The third recently released article in this series investigates communication tactics to enhance interpersonal interactions and minimize the abuse of women. Two primary methodologies were pinpointed: the education of healthcare providers and the utilization of communication instruments. While the majority of the uncovered interventions are centered on disseminating information, the incorporation of other communication objectives—like relationship establishment and the inclusion of women and their partners in decision-making—could further enrich the care experience for women, their partners, and their families.

The fourth article scrutinizes how organizational and workplace factors can contribute to abuse in low- and middle-income nations. There is mounting evidence on how staffing shortages and other obstacles in healthcare systems can impact respectful maternal care. However, this study identifies and tackles considerable gaps in research related to multiple employment and organizational elements. This encompasses key organizational challenges such as elevated workload, unequal distribution of tasks, absence of professional independence, low remuneration, insufficient education, inadequate feedback and oversight, and workplace brutality.

In reaction, the extensive strategies pinpointed consist of preparations for stressors and shortages of healthcare providers and staff, offering supportive management, enhancing resilience via peer backing, reconfiguring leadership, and alleviating workplace brutality.

The fifth article is a “Critical Interpretive Synthesis,” aiming to deepen the comprehension of the power-related drivers of the abuse of women. It accomplishes this by exploring and amalgamating literature from diverse academic fields to advance both theory and practice on this subject.

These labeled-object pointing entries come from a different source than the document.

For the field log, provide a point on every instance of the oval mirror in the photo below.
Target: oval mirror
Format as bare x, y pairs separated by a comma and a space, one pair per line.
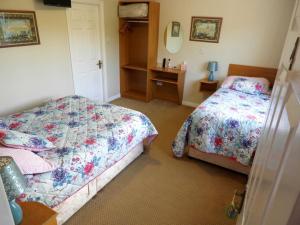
173, 37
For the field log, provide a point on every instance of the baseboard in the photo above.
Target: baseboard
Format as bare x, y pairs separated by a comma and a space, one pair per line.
114, 97
190, 104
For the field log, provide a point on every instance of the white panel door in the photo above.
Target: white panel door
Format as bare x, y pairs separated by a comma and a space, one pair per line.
273, 188
84, 35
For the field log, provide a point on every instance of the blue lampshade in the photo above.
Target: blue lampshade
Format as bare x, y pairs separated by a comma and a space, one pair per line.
212, 66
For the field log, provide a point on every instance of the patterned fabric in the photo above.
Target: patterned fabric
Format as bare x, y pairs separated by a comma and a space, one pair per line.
15, 139
90, 138
249, 86
229, 123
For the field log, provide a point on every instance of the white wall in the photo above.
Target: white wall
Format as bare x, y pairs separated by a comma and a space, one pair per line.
32, 74
112, 47
253, 33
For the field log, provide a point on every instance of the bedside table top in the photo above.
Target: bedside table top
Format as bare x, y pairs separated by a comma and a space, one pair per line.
206, 81
35, 213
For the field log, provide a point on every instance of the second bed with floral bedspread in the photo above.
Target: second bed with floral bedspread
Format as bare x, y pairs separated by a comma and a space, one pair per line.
229, 123
90, 138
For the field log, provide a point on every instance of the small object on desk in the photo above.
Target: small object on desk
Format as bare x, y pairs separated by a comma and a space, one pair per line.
164, 63
206, 85
167, 84
183, 66
168, 63
14, 183
212, 67
36, 213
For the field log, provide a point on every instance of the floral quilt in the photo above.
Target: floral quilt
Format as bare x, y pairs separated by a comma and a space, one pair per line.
229, 123
89, 137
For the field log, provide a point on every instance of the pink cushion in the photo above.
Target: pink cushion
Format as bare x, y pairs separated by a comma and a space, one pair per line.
28, 162
16, 139
230, 79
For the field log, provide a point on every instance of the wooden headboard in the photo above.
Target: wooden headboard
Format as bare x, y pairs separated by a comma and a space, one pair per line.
253, 71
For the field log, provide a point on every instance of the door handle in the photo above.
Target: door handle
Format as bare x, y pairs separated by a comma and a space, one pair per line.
99, 64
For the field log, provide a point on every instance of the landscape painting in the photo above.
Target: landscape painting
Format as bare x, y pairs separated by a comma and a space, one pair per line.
18, 28
206, 29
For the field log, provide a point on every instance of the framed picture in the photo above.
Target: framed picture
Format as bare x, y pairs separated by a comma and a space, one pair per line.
175, 29
206, 29
18, 28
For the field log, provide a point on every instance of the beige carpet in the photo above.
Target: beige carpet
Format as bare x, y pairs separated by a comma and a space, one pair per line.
157, 189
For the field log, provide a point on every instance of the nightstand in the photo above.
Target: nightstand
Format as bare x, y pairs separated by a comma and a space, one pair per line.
35, 213
206, 85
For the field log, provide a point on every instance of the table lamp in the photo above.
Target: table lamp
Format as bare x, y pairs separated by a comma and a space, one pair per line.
212, 67
14, 183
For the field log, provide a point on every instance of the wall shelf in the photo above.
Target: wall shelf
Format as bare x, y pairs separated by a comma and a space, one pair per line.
135, 67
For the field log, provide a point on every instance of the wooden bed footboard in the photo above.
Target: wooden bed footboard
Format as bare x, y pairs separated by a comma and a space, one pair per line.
219, 160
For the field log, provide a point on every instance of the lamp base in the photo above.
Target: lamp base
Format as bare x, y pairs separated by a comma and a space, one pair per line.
16, 211
211, 76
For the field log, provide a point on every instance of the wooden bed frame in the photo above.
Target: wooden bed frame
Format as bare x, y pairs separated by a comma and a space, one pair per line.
239, 70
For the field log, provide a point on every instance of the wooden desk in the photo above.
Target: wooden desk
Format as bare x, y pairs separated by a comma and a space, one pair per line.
35, 213
167, 84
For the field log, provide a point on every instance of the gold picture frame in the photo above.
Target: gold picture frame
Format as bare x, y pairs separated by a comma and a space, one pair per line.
18, 28
206, 29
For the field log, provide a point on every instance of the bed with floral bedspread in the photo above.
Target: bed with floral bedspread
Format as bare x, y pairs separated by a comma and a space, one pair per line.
90, 138
228, 123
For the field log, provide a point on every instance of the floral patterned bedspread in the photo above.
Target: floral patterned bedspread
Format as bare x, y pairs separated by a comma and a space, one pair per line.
228, 123
89, 137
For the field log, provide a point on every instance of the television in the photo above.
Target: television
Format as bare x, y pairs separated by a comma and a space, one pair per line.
58, 3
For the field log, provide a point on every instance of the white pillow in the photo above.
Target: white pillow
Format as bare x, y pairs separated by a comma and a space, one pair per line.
230, 79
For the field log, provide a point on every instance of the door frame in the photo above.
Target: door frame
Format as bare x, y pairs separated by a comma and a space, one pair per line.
100, 5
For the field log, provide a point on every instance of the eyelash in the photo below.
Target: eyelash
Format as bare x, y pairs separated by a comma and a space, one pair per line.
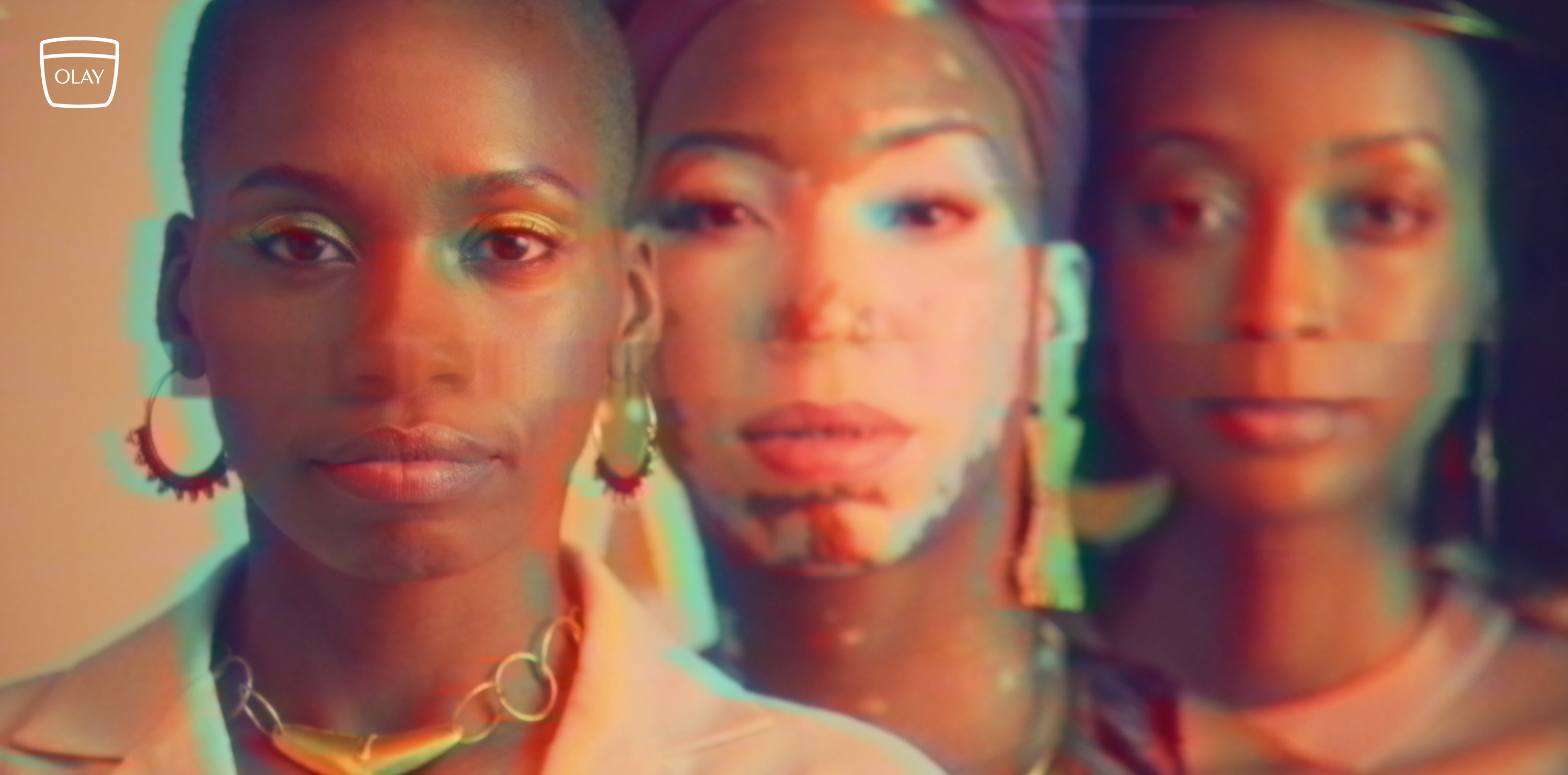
1412, 217
894, 212
286, 236
697, 217
287, 231
532, 228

The authors identified an array of underlying power-related factors behind abuse at various societal strata, including intrapersonal (e.g., unawareness about one’s rights), interpersonal (e.g., hierarchical relationships between patients and healthcare providers), community (e.g., existing widespread prejudice against indigenous women), organizational (e.g., pressure on healthcare providers to meet performance objectives), and legal and/or policy (e.g., absence of accountability for human rights infringements). The authors conclude that tackling these factors necessitates the participation of a variety of stakeholders, including women, communities, healthcare workforces, and policymakers.